Uma coisa tem de ficar bem clara: o fato de ser chamada, ou ser de fato, uma copa ou taça, não tira do vencedor o direito de ser campeão brasileiro. Da mesma forma que o campeão da Libertadores é o campeão da América do Sul e o da Liga dos Campeões o campeão europeu.

No trabalho para o Dossiê – que será transformado em livro – identifiquei todos os jogos de palavras e as confusões que são plantadas na opinião pública para confundir o torcedor sobre a real dimensão das competições que definiam o campeão brasileiro nos anos 60. Obviamente e infelizmente torcedores de clubes que não foram campeões naquele período geralmente aceitam qualquer argumento, por mais imbecil que seja, para diminuir as conquistas de seus adversários.

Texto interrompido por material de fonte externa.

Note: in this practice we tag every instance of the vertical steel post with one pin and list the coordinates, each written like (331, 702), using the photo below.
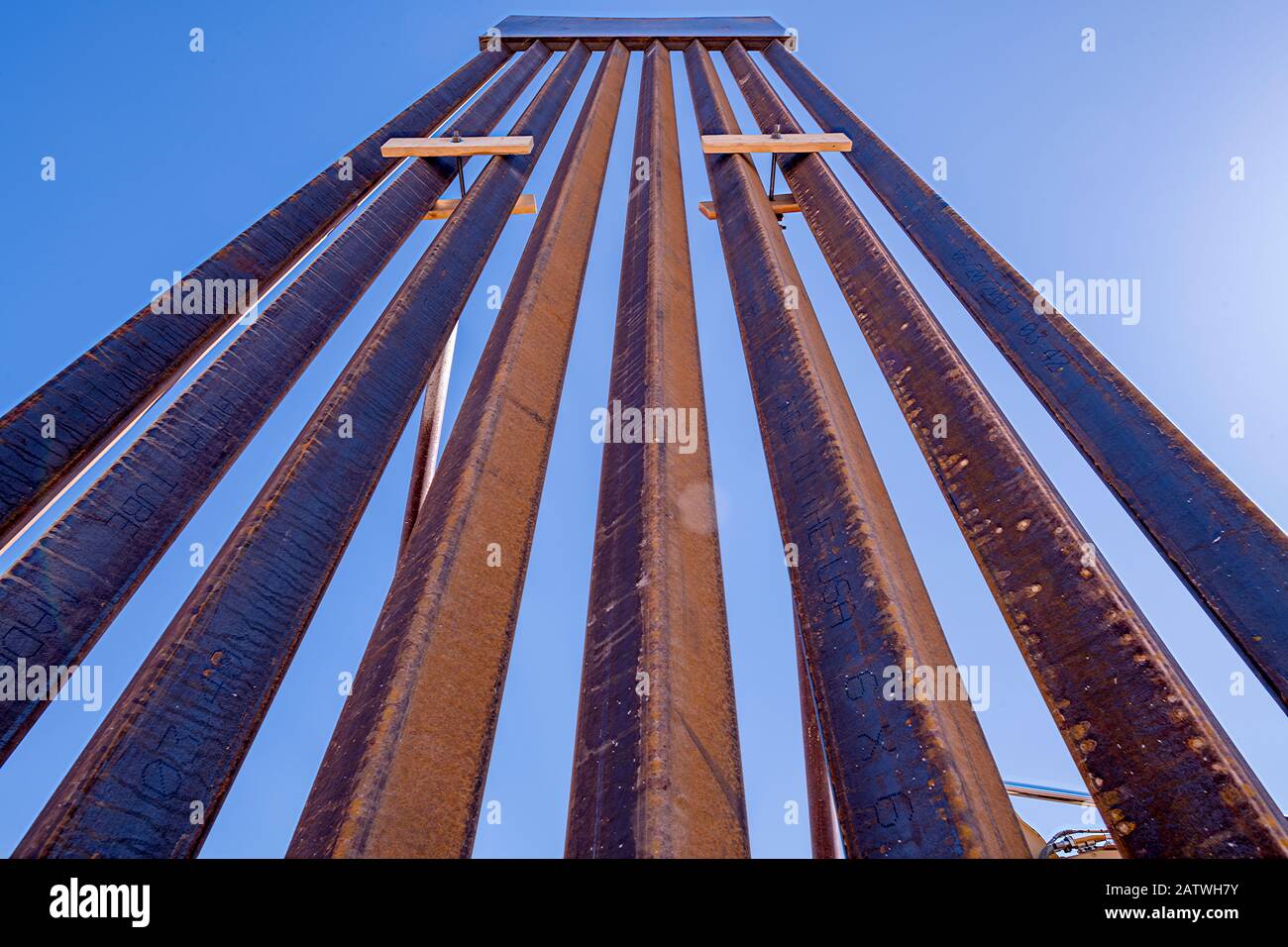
(657, 772)
(183, 725)
(103, 392)
(63, 592)
(1232, 554)
(404, 772)
(911, 777)
(1160, 768)
(818, 788)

Se a CBF fosse uma entidade séria, preocupada em preservar a história do futebol nacional, há muito teria anunciado o Santos como o único pentacampeão brasileiro, assim como daria aos vencedores nacionais de 1959 a 1970 o seu devido e merecido mérito. O fato de ela não anunciar, entretanto, não muda a realidade. A história não precisa do aval da CBF, nem de qualquer outro. Ao contrário. O episódio dessa taça das bolinhas deixa claro que não há qualquer critério técnico nas bajulações ou punições da entidade que, desgraçadamente, dirige nosso futebol.

É tudo feito à esmo, ao Deus-dará, decidido nas coxas. Não há historiador ou pesquisador contratado pela CBF, que deve restringir sua folha de pagamentos a agentes comerciais, lobistas, contatos de publicidade e marqueteiros.

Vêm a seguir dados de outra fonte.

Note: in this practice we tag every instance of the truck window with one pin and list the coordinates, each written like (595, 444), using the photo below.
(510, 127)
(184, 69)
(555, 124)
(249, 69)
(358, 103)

Declaração oficial das pessoas sérias que respeitam a história do futebol brasileiro

Em meu nome, que me dedico há décadas à pesquisa do futebol brasileiro; no nome de Loris Baena Cunha, mestre dos historiadores de futebol deste País; em nome do imparcial Celso Unzelte, o escritor mais preciso nos detalhes históricos do futebol; em nome de Guilherme Guarche, alguém que vive a cada minuto os fatos da vida do Santos; em nome de Joelmir Beting, um jornalista esportivo situado em um outro patamar da nossa profissão, e em nome de tantos outros que não me ocorrem agora, mas que são, todos, sérios e dignos, eu declaro o Santos Futebol Clube o único pentacampeão brasileiro de clubes e campeões brasileiros todos os vencedores da Taça brasil e do Torneio Roberto Gomes Pedrosa, no período de 1959 a 1970.

Ah, que inveja da Itália

Enquanto no Brasil usa-se a preciosa história do futebol como réles instrumento político entre clubes e entidades, na Itália valoriza-se as origens de uma forma exemplar e comovente. Assim, o primeiro campeão italiano, o Genoa, que conquistou o título jogando contra apenas dois adversários em um único dia, no longínquo 1898, é lembrado e homenageado até hoje.